More importantly, it connected players across the country when there wasn’t a clear system for doing that yet. It gave people access to equipment, information, and a growing sense that this wasn’t just a backyard game anymore.

Fran Myer’s Role in Building USA Pickleball and Early Tournaments

Photo by Pickleball Hall of Fame

As more people started playing, Fran moved into the part most people avoid—organizing it.

She and her husband Barney became commissioners for pickleball at the Washington State Senior Games Pickleball and helped run those events for nearly a decade. She assisted with the first USAPA National Tournament and later served as co-director for multiple years. When USA Pickleball was forming, she was part of that group as a charter member and went on to serve on the board for eight years.

This was before things were standardized—before clear systems, rankings, or consistent tournament structure. A lot of it was being built in real time by people willing to step in and figure it out.

Fran was one of those people.

“The Forrest Gump of Pickleball”

Fran has a way of describing her place in all of it that’s probably more accurate than anything else:

“I’m the Forrest Gump of pickleball.”

She wasn’t chasing recognition. She wasn’t trying to position herself as important to the sport. She just kept stepping into whatever was needed next—building a website, running tournaments, supporting a governing body, competing.

It all happened alongside everything else in her life, not instead of it.

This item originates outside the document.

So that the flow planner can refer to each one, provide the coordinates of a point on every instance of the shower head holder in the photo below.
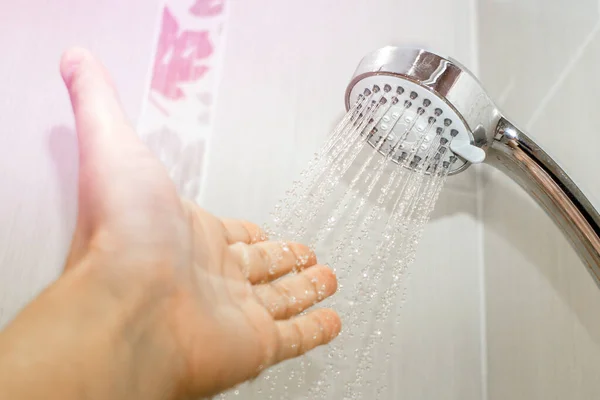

The Personal Side of Fran Myer’s Pickleball Story

Photo by Pickleball Hall of Fame

Pickleball also shaped her life in ways that had nothing to do with medals or milestones. It’s where she met her husband. It’s what they built together. And it’s what they centered their time around for years.

They even got married on a pickleball court.

It sounds like a detail that would be exaggerated over time, but in her case, it fits. Eventually, pickleball stopped being separate from everything else.

She went on to become the first woman inducted into the Pickleball Hall of Fame in 2018, a recognition that reflects how much she contributed across different parts of the sport—not just as a player, but as someone who helped make it accessible, organized, and easier to grow.

Why Fran Myer Still Matters in Pickleball Today

Right now, most conversations around pickleball are focused on what’s next—expansion, investment, visibility, bigger stages.

Fran’s story sits on the other side of that timeline. You can even spot her in The Power of Pickleball documentary.

It’s what the sport looked like when there wasn’t a clear upside. When there wasn’t a roadmap. When the people involved were building things simply because they believed in it and wanted to see it grow.

She didn’t approach it like a business opportunity. She approached it like something worth showing up for.

And that ended up shaping more of the sport than most people realize.